Data Center Access Policy

Purpose

NIU data center facilities are secured areas. Entry is prohibited except for authorized individuals, and those they accompany, for official university purposes only. This policy governs access to the NIU data center locations.

Policy

Authorization

University employees that need access to a NIU data center location, must complete the Facilities Key Control and Division of IT (DoIT) authorization and approval process. Those that have been authorized will receive OneCard swipe access to only the data center location needed. In addition, some employees in Facilities and the Division of IT will have approval for physical key access based on required job duties.

If the University enters a contract with a vendor for paid support services that requires frequent access to a NIU data center location, the vendor must provide proof of their staff’s background check or NIU must perform a background check; the Department owning the contract must follow the sponsored account process for the vendor’s staff member; and each vendor staff member must be explicitly approved by the authorization process above before being issued an individual OneCard for swipe card access to the data center facilities. The sponsoring Department is responsible for the cost of the sponsored account OneCard. The sponsoring Department is responsible for requesting revocation of sponsored account access as soon as they are aware that the sponsored individual no longer needs access.

Any individual not explicitly approved by the authorization process above, herby designated as a third party, may not access a NIU data center unless:

• Prior approval by the Office of Information Security has been granted
• They are escorted at all times by someone that has been authorized for access

Access

All authorized employees must use card swipe for access unless key access is required. Tail-gating or “piggy backing” on someone else’s swipe card is not allowed. Each authorized person should swipe for their own access. All staff who enter without swiping, regardless of whether they have a card access or not, must sign in.

Every third party must sign in and sign out on the access log located near the door of each facility. It is the responsibility of the employee escort to ensure that the third party signs this logbook. The escort is also responsible to ensure that third party access be restricted to the immediate area surrounding the systems that the escort and/or third party is authorized to access.

Everyone that signs the log must state the reason for their visit. Examples could be: XYZ server maintenance, SMRF #1234, work order #1234, project #1234, etc. Access is limited only to those areas, racks, and systems the employee is authorized for.

Hours of access for authorized individuals that are not Division of IT or Facilities staff, are Monday-Friday 7 a.m.-5 p.m. Authorized individuals requesting access to a DoIT facility after hours, are required to follow the Division of IT after hours on call support model and will be charged $35/hr with a minimum of two hours charged.

Access for non-DoIT, and non-Facilities employees expires annually and must be renewed.
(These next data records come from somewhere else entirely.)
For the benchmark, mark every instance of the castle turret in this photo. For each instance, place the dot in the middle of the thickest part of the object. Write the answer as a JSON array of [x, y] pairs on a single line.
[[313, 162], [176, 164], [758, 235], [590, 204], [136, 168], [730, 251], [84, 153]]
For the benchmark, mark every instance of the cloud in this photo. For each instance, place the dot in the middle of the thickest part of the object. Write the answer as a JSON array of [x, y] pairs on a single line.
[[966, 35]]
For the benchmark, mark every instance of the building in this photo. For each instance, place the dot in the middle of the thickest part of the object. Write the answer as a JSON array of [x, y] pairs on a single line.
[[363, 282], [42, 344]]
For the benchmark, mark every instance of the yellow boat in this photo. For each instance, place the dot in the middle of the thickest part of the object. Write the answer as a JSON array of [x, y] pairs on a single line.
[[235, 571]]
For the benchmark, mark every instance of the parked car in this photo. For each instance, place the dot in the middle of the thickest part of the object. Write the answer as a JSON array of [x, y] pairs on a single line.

Access will be revoked immediately upon separation from the University.

Tours

Tours may be scheduled with the Division of IT at least one month in advance. A list of individuals participating in the tour should be supplied by the person requesting the tour. The list should be attached to the sign-in log and the individual requesting the tour must sign in for the tour group. Recording devices are prohibited. Exceptions made by the Office of Information Security only.
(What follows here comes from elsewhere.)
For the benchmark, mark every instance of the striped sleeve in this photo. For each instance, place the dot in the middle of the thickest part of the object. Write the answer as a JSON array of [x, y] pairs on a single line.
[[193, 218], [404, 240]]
A member of DoIT staff or management will escort the authorized individuals into the facility.

Conduct

The following rules of conduct apply to all who enter the computer and network facilities:

• They shall not allow unauthorized or unapproved personnel into the NIU computer and network facilities without following this policy.
• They shall not access, handle, or tamper with ANY equipment they are not explicitly authorized to access. This includes, but is not limited to, access controls, HVAC, power, fire suppression, floor tiles, cables, racks, cameras, servers, network equipment, tools, etc.
• They shall not bring wet clothing and belongings such as umbrellas, coats, bags, etc. into the computer and networking facilities.
• They shall not bring food or drink into the facilities.
• They shall place all small amounts of trash in containers provided or take it with them when they leave. Large volumes of trash such as cardboard boxes and shipping materials must be removed from the facility and disposed of off-site.
• They shall keep areas of approved access clean and clear of debris at all times. Spare parts, supplies, tools etc., are to be kept in a previously arranged or contracted storage location.
• They are prohibited from taking pictures or videos, or any other recording, in the facility unless previously approved by the Office of Information Security.
• They shall not prop open unattended doors in the facilities.
• They shall ensure facility doors are closed and secure when they leave.

Incident Reporting

All events that have any potential negative consequences for the management of the data center, the equipment therein, or the confidentiality, integrity and availability of the data and network, must be reported to the Division of Information Technology Service Desk as soon as possible after discovery. DoIT will review the event to determine what response is necessary.

Examples of events may be:

• Data center door found unlocked.
• Evidence of un-authorized physical access to a rack, system, cables, floor tiles or equipment.
• Evidence of water, fire, excessive room temperature, excessive rack or system temperature, electrical problem, or any other hazard.
• Evidence of unauthorized data recording, storage or tampering devices.

Compliance

Anyone who is found not in compliance with this policy will have their authorization to access the NIU computer and network facilities revoked, and university corrective action will be administered up to and including termination depending on the severity of the situation.